Aan belanghebbende is over het jaar 2011 een navorderingsaanslag in de inkomstenbelasting en de premie volksverzekeringen (IB/PVV) opgelegd naar een belastbaar inkomen uit werk en woning van € 51.081. Bij gelijktijdig gegeven beschikking is € 460 aan belastingrente in rekening gebracht.

1.1.2.

Bij uitspraak op bezwaar heeft de Inspecteur belanghebbendes bezwaren tegen de navorderingsaanslag en de beschikking afgewezen.

2012 – 20/00590

1.2.1.

Aan belanghebbende is over het jaar 2012 een navorderingsaanslag IB/PVV opgelegd naar een belastbaar inkomen uit werk en woning van € 51.410. Bij gelijktijdig gegeven beschikkingen is € 319 aan belastingrente in rekening gebracht en is een vergrijpboete opgelegd van € 1.374.

1.2.2.

Bij uitspraak op bezwaar heeft de Inspecteur belanghebbendes bezwaren tegen de navorderingsaanslag en de beschikkingen afgewezen.

Beide jaren

1.3.

Belanghebbende heeft tegen de uitspraken op bezwaar in één geschrift beroep bij de Rechtbank ingesteld.

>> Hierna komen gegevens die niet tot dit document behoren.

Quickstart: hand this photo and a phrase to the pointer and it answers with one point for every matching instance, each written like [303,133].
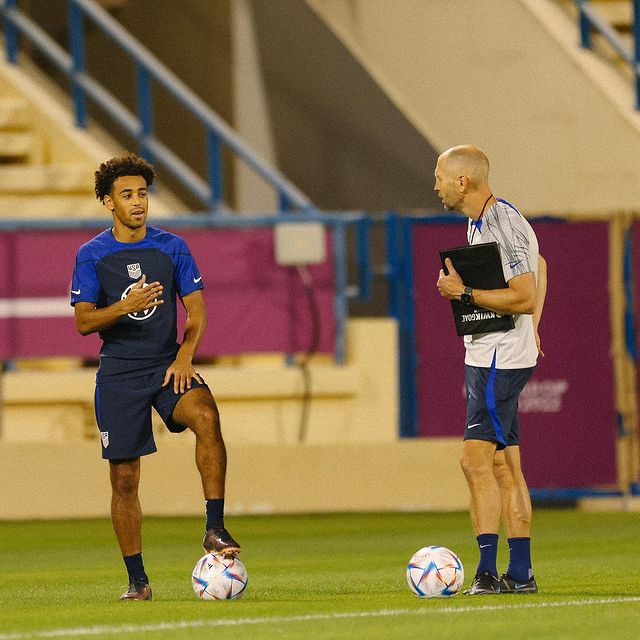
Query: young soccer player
[125,284]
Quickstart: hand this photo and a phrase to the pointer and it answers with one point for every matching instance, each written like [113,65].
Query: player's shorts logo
[138,315]
[134,270]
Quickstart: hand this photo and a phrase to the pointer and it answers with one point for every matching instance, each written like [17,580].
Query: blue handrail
[148,70]
[590,19]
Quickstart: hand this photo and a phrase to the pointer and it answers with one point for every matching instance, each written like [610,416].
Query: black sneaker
[220,541]
[137,591]
[509,585]
[484,584]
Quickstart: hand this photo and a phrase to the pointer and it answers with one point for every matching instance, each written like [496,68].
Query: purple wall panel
[253,304]
[567,410]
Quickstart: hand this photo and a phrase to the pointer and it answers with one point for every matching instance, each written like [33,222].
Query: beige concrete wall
[557,123]
[352,459]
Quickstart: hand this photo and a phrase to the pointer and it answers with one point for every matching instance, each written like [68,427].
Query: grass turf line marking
[238,622]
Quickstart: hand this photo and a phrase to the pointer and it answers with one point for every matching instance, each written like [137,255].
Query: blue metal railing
[339,223]
[590,19]
[149,70]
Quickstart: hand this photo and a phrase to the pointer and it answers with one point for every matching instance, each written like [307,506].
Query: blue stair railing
[591,20]
[149,70]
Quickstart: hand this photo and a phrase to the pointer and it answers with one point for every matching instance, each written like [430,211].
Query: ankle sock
[488,545]
[135,568]
[215,513]
[520,559]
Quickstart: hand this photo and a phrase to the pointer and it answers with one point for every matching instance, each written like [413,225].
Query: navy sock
[488,545]
[520,559]
[135,568]
[215,513]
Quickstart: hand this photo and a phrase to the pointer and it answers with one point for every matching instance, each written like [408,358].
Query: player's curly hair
[111,170]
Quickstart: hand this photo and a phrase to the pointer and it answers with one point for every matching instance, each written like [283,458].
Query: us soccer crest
[134,270]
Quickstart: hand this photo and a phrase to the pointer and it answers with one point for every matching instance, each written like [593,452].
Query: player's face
[447,187]
[128,202]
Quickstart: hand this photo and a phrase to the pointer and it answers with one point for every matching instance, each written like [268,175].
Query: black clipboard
[480,267]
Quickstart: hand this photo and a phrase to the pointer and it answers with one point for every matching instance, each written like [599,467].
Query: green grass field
[320,576]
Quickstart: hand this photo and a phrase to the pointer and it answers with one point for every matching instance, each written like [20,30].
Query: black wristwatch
[465,298]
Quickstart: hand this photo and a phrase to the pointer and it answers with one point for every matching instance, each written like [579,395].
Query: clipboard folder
[480,267]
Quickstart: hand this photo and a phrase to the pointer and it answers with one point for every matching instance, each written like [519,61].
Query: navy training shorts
[492,404]
[123,412]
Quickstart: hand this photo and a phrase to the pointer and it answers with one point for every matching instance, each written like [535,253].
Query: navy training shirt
[106,270]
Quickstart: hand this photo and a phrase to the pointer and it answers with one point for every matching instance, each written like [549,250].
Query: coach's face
[447,186]
[128,201]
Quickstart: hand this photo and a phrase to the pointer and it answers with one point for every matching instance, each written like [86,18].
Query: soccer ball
[435,572]
[218,578]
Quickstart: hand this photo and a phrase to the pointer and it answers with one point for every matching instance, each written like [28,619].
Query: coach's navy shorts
[492,404]
[123,412]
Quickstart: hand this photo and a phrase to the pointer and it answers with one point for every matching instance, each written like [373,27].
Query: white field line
[35,308]
[74,632]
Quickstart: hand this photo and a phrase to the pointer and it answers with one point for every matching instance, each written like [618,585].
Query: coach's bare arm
[89,318]
[518,297]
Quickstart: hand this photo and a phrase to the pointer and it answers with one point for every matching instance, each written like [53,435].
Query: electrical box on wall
[299,243]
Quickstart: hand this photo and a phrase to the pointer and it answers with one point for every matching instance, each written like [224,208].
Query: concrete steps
[46,163]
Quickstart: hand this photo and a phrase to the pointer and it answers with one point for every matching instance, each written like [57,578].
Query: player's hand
[450,286]
[183,373]
[143,296]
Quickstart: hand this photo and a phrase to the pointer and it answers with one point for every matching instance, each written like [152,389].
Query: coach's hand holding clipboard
[479,267]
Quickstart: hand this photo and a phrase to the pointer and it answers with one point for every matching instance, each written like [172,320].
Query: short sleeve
[515,249]
[85,286]
[187,276]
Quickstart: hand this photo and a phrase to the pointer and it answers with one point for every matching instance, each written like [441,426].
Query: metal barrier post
[340,303]
[145,109]
[636,47]
[214,168]
[585,27]
[76,45]
[11,34]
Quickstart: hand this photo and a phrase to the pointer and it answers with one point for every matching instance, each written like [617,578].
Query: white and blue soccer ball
[218,578]
[435,572]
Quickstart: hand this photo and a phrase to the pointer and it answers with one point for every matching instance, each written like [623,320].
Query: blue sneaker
[484,584]
[509,585]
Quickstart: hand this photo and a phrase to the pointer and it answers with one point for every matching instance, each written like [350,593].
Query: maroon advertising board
[567,410]
[253,304]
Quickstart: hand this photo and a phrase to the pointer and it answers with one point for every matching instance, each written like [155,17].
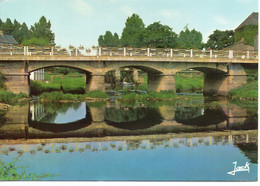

Ter zake van deze beroepen is éénmaal een griffierecht geheven van € 46. De beslissing van de Rechtbank luidt:

"De rechtbank:

- verklaart de beroepen tegen het niet tijdig nemen van een besluit op de bezwaarschriften gegrond;

- verklaart het beroep voor zover het gericht is tegen de boetebeschikking (2012) gegrond;

- vernietigt de uitspraak op bezwaar voor zover betrekking hebbend op de boetebeschikking (2012);

- vernietigt de boetebeschikking (2012) en bepaalt dat deze uitspraak in zoverre in de

plaats treedt van het vernietigde deel van de uitspraak op bezwaar (2012);

- verklaart de beroepen voor het overige ongegrond;

- veroordeelt [de Inspecteur] in de proceskosten van [belanghebbende] tot een bedrag van € 1.572;

- draagt [de Inspecteur] op het betaalde griffierecht van € 46 aan [belanghebbende] te vergoeden."

1.4.

Belanghebbende is van de uitspraak van de Rechtbank in hoger beroep gekomen bij het Hof. Ter zake daarvan is een griffierecht geheven van € 131. De Inspecteur heeft een verweerschrift ingediend. Een afschrift van het proces-verbaal van de zitting op 11 juli 2019 bij de Rechtbank is door de griffier van het Hof op 19 november 2020 verzonden naar partijen.

1.5.

De mondelinge behandeling van de zaken heeft plaatsgehad ter zitting van het Hof van 24 november 2020. Partijen zijn verschenen. De gemachtigde van belanghebbende heeft ter zitting een pleitnota overgelegd. Van het verhandelde ter zitting is een proces-verbaal opgemaakt.

Vaststaande feiten

2011 – 20/00589

2.1.1.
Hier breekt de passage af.